Alice somewhat shook her head, but she wasn't committed to the action.

"I lost touch with Maggie," she said. "I never was close to her, but we knew each other. We had a few disagreements following her change. I may not have agreed with what she stood for, but I liked how she stood for what she believed in. When the studies started coming out about—about the Wilds? I got involved in some sectors. Maggie did too. Our beliefs didn't line up and we didn't—we really didn't have anything to say to one another. She's government employed, and she got the job with the project, but I can't support her presence here. This is supposed to be a place that's safe for you. It's supposed to be geared toward getting you full rights. I don't know—because I didn't keep up with her—what turned her against Wilds, but I know that she's gun shy around them. I know that she's firmly a believer in the once wild, always wild camp. I just don't know if that's the kind of person that we need working on this project."

"Why let her stay, then?" Carol asked.

"It's her job," Alice responded. "But—I'm hoping that Milton is as mad about this as I think he's going to be. If he is? There's a good chance she gets fired. If not fired, she'll at least get reprimanded strongly enough that she's going to have to do some changing again. One way or another, her guards are going to be different. They're going to be reassigned and she's going to get some that are sympathetic to the project. I promise you that."

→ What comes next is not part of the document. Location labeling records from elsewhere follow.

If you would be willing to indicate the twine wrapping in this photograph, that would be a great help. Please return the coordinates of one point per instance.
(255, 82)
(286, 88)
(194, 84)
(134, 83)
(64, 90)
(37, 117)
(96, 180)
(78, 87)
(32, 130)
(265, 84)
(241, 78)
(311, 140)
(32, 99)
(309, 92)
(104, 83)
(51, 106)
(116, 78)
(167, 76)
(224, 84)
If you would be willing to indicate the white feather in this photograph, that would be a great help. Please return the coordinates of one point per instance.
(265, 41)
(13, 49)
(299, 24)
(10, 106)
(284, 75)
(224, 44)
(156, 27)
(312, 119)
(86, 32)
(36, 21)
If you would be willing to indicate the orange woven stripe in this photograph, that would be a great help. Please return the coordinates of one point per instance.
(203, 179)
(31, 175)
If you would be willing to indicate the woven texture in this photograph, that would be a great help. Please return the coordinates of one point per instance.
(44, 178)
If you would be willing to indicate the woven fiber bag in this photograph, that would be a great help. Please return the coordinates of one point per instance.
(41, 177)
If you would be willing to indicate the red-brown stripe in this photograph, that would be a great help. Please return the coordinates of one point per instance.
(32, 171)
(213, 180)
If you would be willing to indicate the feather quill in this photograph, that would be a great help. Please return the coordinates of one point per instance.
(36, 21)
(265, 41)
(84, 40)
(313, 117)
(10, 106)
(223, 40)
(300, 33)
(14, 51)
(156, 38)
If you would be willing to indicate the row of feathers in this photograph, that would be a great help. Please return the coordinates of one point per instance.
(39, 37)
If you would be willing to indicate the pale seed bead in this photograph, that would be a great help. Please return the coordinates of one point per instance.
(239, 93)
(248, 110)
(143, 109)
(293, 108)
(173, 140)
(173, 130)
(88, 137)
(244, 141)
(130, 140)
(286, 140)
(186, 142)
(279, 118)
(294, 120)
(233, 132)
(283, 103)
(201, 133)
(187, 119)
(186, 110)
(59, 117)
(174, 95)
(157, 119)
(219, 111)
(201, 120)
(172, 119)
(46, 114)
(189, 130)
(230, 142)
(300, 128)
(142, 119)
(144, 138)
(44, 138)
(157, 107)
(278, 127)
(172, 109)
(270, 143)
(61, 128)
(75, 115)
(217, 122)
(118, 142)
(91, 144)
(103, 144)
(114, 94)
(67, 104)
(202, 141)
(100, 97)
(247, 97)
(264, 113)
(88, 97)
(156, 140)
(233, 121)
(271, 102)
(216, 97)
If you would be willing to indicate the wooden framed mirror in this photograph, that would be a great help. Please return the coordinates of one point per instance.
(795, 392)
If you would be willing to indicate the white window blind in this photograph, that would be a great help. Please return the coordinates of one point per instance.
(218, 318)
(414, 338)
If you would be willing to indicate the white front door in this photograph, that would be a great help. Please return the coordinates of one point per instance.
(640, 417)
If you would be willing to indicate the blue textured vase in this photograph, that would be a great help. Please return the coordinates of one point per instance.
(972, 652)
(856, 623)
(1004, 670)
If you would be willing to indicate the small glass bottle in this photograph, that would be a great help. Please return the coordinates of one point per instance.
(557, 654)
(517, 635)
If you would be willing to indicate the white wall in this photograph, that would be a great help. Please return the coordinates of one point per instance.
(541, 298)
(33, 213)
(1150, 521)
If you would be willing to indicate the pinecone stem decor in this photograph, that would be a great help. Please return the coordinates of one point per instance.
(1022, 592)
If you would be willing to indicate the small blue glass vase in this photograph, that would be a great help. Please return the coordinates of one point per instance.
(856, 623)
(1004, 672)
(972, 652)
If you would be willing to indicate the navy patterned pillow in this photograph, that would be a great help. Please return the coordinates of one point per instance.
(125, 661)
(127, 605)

Carol glanced at Andrea and Michonne. Both of them had similar expressions of concern on their faces. Carol felt that concern too. If they had to be evaluated, and they had to pass some kind of psychiatric test, it wasn't going to be pleasant if the person evaluating them had already decided that they were going to fail.

Alice must have been able to read her thoughts, too, because she shook her head at her and pointed at all of them, gliding her finger through the air.

"That's not for you to worry about," Alice said. "None of it is. You just keep doing what you're doing. The project is still young and we're still working out the kinks. Maggie's nothing more than a kink. You've got your jobs. You know what you've got to do. Let the rest of us worry about the other stuff. Stress isn't good for mothers or babies—and right now that's your main concern. Hurricane Maggie is off your radar right now."